U.S. Attorney's Office
Southern District of New York
(212) 637-2600
November 5, 2014

Former CEO of Luggage Manufacturer Sentenced in Manhattan Federal Court to Three Years in Prison in Multi-Million-Dollar Bank Fraud Scheme

Preet Bharara, the United States Attorney for the Southern District of New York, announced today that MARVIN JEMAL, the former Chief Executive Officer of a Manhattan-based company that designed, imported and distributed luggage, business bags, backpacks, and accessories (the “Company”), was sentenced today to three years in prison for orchestrating and carrying out a scheme to fraudulently obtain millions of dollars in loans from a commercial bank. To secure the loans, JEMAL and others made false statements and submitted false and phony documents to the bank. JEMAL pled guilty in August 2014 before U.S. District Judge Valerie E. Caproni, who imposed today’s sentence.

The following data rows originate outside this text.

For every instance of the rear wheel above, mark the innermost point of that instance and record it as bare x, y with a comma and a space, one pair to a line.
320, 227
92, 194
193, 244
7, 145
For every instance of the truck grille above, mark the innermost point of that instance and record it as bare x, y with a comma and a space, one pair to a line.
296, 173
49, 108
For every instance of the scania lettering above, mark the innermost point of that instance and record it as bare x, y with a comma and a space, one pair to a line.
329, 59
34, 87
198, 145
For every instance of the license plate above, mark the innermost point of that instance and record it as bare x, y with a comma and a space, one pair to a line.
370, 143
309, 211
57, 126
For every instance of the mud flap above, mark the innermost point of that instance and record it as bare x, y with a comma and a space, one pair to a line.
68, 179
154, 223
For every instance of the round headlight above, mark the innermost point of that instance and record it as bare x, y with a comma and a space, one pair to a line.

According to the Indictment, other documents filed in Manhattan federal court, and statements made at court proceedings:

From 2007 through October 2009, MARVIN JEMAL and Mark Bernstein, the former CEO and CFO, respectively, of the Company, engaged in a scheme to fraudulently induce a commercial bank based in New York (the “Bank”) to lend millions of dollars to the Company. Among other things, JEMAL and Bernstein knowingly made false representations to the Bank, concealed material facts from the Bank, and submitted false and fraudulent documents to the Bank, including fabricated invoices and shipping documents. In total, the Company obtained approximately $6.9 million in loans from the Bank and defaulted on over $6 million of those loans. Nearly $2.0 million in loans were obtained through the submission of fraudulent information. Moreover, although the loans were purportedly for the benefit of the Company’s business, JEMAL diverted approximately $1.9 million of the loan proceeds to personal bank accounts and used the money to pay for various personal expenses, including mortgage payments on properties he owned, credit card bills, and payments on his Porsche.

The Factoring Agreement

The Company obtained the loans from the Bank as part of a secured credit facility, pursuant to a factoring agreement between the Company and the Bank. Under the terms of the factoring agreement, the Company would assign and sell the Company’s interest in its accounts receivable to the Bank and, in exchange, the Company could borrow from the Bank up to 85% of the value of those receivables. In addition, the Company could borrow up to 50% of the value of its inventory. In order to draw down on its secured credit facility, however, the Company was required to provide the Bank with, among other things, an accurate listing of all accounts receivable, as well as supporting documentation, including copies of (i) relevant underlying invoices and (ii) shipping documents or other proof of delivery.

The Scheme to Obtain Loans Fraudulently

To obtain loans from the Bank fraudulently under the factoring agreement, JEMAL and Bernstein made false statements and submitted false and fraudulent documents to the Bank, including the following:

  • JEMAL and Bernstein sent duplicate and/or fabricated invoices to the Bank that purported to reflect the sale of certain products by the Company and, thus, an outstanding receivable for the Company. In truth, however, the sales reflected on those invoices were false, as those sales either had never occurred or had already been invoiced separately.
  • JEMAL and Bernstein provided fraudulent shipping documents to the Bank to substantiate the purported sales of products by reflecting that those products had been shipped to customers. In truth, however, those shipping documents were false and fraudulent, as the products had not, in fact, been shipped to the customers as reflected in the shipping documents.
  • JEMAL and Bernstein concealed material facts from the Bank, including credits that the Company had provided to certain of its customers (which thereby reduced the total accounts receivable associated with those customers) and instances in which the Company had directly collected and deposited payments from its customers on the same invoices the Company assigned to the Bank.
  • JEMAL and Bernstein provided inaccurate monthly inventory spreadsheets to the Bank which overstated the Company’s existing inventory.

Further, in order to conceal the scheme, JEMAL made various oral misrepresentations to certain representatives of the Bank when those representatives confronted him about irregularities and other issues that the Bank had discovered with respect to the Company’s assignment of its accounts receivable.

* * *

In addition to the prison sentence, JEMAL, 61, of Brooklyn, New York, was ordered to pay $2,729,422.71 in restitution to the Bank and to forfeit $2,729,422.71 in criminal proceeds.

Bernstein, 64, of Belle Harbor, New York, pled guilty in October 2013 before U.S. District Judge Robert P. Patterson for his role in the scheme and is scheduled to be sentenced on January 15, 2015.

Mr. Bharara praised the outstanding investigative work of the Federal Bureau of Investigation.

The case is being prosecuted by the Office’s Complex Frauds and Cybercrime Unit. Assistant U.S. Attorney Daniel S. Noble is in charge of the prosecution.